Recent record aside, September has a volatile history

Since 1950, September is the worst performing month of the year for DJIA, S&P 500, NASDAQ (since 1971) and Russell 1000 (since 1979). Back-to-back gains in September 2012 and 2013 have lifted Russell 2000 to third worst (since 1979). September was creamed four years straight from 1999-2002 after four solid years from 1995-1998 during the dot.com bubble madness. Although September’s overall rank improves modestly in midterm years going back to 1950, average losses widen for DJIA (–1.0%), NASDAQ (–0.7%) and Russell 1000 (–1.0%). S&P 500’s average September loss improves slightly from –0.5% to –0.3% in midterm years. Small-caps perform best, eking out an average 0.1% advance. Although September 2002 does influence the average declines, the fact remains DJIA has declined in 10 of the last 16 midterm-year Septembers.

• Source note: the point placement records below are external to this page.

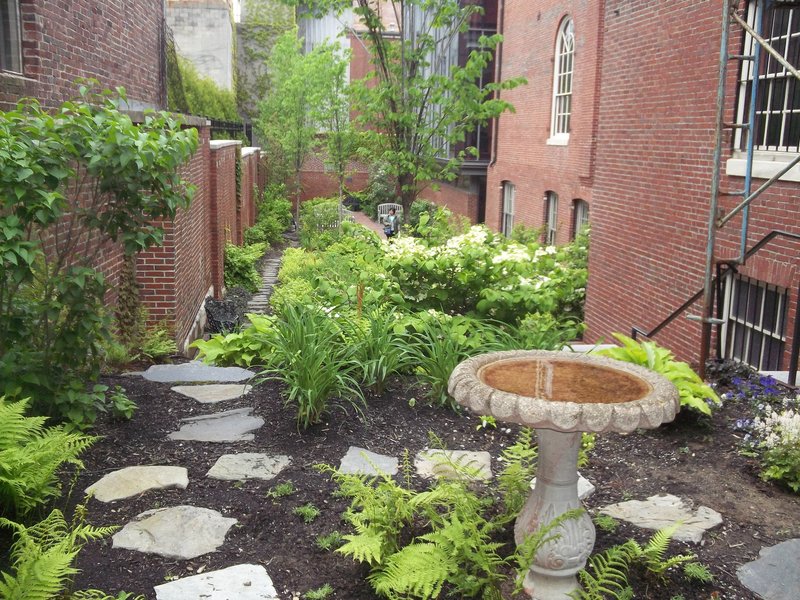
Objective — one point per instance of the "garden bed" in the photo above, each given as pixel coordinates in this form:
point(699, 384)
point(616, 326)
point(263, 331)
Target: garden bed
point(699, 461)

Although the month has opened strong in 13 of the last 19 years (a fading trend as S&P 500 has been down four of the last six first trading days), as tans begin to fade and the new school year begins, fund managers tend to clean house as the end of the third quarter approaches, causing some nasty sell offs near month-end over the years. Recent substantial declines occurred following the terrorist attacks in 2001 (DJIA: –11.1%), 2002 (DJIA –12.4%), the collapse of Lehman Brothers in 2008 (DJIA: –6.0%) and U.S. debt ceiling debacle in 2011 (DJIA –6.0%). However, September is improving with S&P 500 advancing in eight of the last 10 Septembers and DJIA climbing in seven.